|Apparently, a VERY complicated device|
Best. Toy. Ever.
Anyway, yesterday we discovered, once we got the new boards home and unwrapped them, that they now come with a full set of instructions.
And, to add insult to injury (at least for this particular grammarian), the instructions are titled "How To Lay On Your Bodyboard."
Lay! How about "How To Properly Conjugate Verbs"? Or, "How To Distinguish Between Transitive and Intransitive Verbs"? Instead, apparently, we're stuck with the illustrated guide to "How To Do The Most Obvious Thing In The World."
This guide has a picture showing you, the apparently clueless reader, how to lie down on your stomach on your boogie board, with the warning that one should "practice lying" on the board before even entering the surf. The instructions explain where to grip the boogie board (top corners) and add that your legs are supposed to hang off the back. The reader is advised to "rest on your elbows and arch your back with your head up."

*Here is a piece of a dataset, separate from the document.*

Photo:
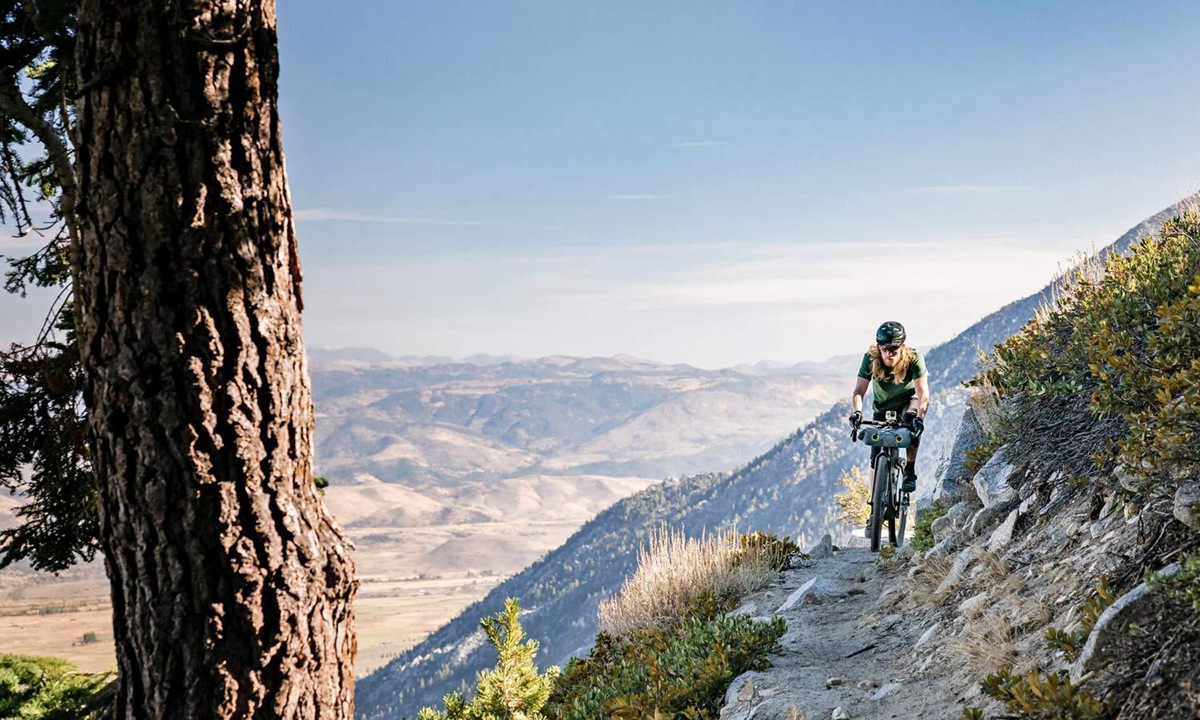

The last illustration labels the different parts of a wave, in case you aren't sure what the term "whitewater" might mean when you encounter it in the directions on how to catch a wave ("...start paddling...").
You know what? This must be the same company that put the warning sticker on Rachel's scooter a few years ago...you know, the one that said, "This product moves when being used." Which has me thinking, maybe there should be a warning on the boogie-board instructions: If you actually need these, you are too stupid to use this product.